- Born: 1944 Thiruvananthapuram
- Died: 22 August 2022 (aged 78) Chennai, India
- Occupations: Film director; Screen writer; film producer;
- Years active: 1978-1991

= GS Panicker =

Indian director (1944–2022)

GS Panicker was an Indian film director, screenwriter, and producer who was active primarily in his native Malayalam, apart from Kannada cinema, from 1978 to 1991. For Sahyante Makan (1982), he won the Kerala State Award for Best Children's Film. His films Prakrithi Manohari (1980) and Paandavapuram (1986) were selected to the Indian Panorama section of the International Film Festival of India (IFFI). His film Ekakini (1978) won the Kerala State Film Award for Best Editor.

==Early life==
During his school and pre-graduation days, Panicker was active in amateur theater in his hometown of Chirayinkeezhu in the Thiruvananthapuram district of Kerala. He was an avid filmgoer. After graduating, he moved to Chennai to learn about cinema. A year later, he gained admission to the film direction and screenplay-writing program at FTII Pune.

==Career==
His initial scripts did not receive much attention. He then moved to Canada and worked in the television sector for three years to secure the budget for his maiden movie.

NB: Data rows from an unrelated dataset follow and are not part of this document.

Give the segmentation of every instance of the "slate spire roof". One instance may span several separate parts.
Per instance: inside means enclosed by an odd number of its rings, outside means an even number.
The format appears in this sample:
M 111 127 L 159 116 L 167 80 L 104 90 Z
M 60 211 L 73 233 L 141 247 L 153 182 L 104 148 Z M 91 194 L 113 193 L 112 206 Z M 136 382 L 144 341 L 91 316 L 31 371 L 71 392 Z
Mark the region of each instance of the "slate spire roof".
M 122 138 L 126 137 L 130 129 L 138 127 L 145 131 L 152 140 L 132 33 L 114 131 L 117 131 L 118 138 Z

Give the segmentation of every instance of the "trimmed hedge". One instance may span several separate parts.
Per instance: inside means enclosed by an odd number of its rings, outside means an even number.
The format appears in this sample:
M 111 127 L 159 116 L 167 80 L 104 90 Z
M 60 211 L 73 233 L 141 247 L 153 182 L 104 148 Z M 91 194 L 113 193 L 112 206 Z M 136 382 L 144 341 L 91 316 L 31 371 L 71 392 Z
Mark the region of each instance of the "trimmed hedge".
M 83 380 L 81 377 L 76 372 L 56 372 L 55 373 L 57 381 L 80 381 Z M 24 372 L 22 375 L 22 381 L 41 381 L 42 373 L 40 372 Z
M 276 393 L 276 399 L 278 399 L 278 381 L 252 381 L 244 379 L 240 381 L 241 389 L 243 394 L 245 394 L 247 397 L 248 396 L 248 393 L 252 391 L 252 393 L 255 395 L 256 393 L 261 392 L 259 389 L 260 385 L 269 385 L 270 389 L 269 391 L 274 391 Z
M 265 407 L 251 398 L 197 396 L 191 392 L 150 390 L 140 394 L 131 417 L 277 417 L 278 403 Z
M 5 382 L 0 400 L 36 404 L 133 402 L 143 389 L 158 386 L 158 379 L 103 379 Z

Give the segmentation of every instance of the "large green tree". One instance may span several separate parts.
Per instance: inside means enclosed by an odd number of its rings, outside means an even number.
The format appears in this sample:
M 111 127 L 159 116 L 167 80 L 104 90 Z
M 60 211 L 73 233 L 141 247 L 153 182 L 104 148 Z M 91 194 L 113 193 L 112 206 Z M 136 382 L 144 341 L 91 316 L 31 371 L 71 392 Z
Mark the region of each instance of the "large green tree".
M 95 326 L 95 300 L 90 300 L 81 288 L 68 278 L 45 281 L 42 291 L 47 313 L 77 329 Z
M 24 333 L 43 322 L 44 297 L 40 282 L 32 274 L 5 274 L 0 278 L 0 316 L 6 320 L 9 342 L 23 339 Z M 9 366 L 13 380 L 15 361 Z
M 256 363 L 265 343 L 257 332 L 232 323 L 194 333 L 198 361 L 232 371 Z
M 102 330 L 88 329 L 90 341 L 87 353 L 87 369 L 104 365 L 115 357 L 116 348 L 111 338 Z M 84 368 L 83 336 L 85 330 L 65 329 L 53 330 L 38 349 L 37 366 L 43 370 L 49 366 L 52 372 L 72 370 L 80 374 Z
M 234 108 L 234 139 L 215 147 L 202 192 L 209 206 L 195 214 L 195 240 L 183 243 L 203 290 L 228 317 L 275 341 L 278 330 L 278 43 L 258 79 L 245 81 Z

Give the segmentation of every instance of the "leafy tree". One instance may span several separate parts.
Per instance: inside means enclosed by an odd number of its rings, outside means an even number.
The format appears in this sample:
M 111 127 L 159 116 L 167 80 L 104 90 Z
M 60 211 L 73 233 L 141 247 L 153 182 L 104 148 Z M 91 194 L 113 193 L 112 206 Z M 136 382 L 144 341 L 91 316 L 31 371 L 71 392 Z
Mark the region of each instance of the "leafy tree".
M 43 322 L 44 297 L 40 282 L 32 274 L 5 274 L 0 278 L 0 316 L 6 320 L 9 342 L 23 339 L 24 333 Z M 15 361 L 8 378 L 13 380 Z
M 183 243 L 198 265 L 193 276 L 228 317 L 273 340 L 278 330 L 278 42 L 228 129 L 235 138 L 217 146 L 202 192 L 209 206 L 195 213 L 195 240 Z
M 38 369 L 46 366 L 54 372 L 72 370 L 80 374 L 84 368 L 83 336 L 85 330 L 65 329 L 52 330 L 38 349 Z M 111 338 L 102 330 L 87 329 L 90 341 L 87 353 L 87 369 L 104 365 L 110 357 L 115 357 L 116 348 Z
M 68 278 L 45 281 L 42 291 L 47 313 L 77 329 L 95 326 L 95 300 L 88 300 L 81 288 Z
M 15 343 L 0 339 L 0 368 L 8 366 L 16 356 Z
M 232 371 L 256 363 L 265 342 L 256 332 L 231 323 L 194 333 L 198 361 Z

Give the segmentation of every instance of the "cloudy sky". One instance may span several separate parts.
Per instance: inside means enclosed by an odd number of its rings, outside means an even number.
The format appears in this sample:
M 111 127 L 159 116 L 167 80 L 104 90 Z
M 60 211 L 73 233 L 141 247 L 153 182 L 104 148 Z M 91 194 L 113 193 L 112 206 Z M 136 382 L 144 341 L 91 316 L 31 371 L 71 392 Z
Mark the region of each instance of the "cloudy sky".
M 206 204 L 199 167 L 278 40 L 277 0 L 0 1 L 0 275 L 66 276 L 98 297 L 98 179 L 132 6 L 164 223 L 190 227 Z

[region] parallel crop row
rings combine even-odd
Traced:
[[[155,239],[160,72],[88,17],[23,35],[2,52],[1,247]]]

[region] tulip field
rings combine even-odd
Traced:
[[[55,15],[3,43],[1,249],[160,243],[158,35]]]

On his return, he made his debut as a director and producer with Ekakini, considered the first road movie in Malayalam. Between 1980 and 1991, he directed three feature films (Prakrithi Manohari, Sahyante Makan, Paandavapuram); Vaasarashayya, a docu-fiction; and Neelavasantham, a telefilm, all in Malayalam. Sahyante Makan is a children's film. During the same period, he directed Romanchana (1985), a Kannada film.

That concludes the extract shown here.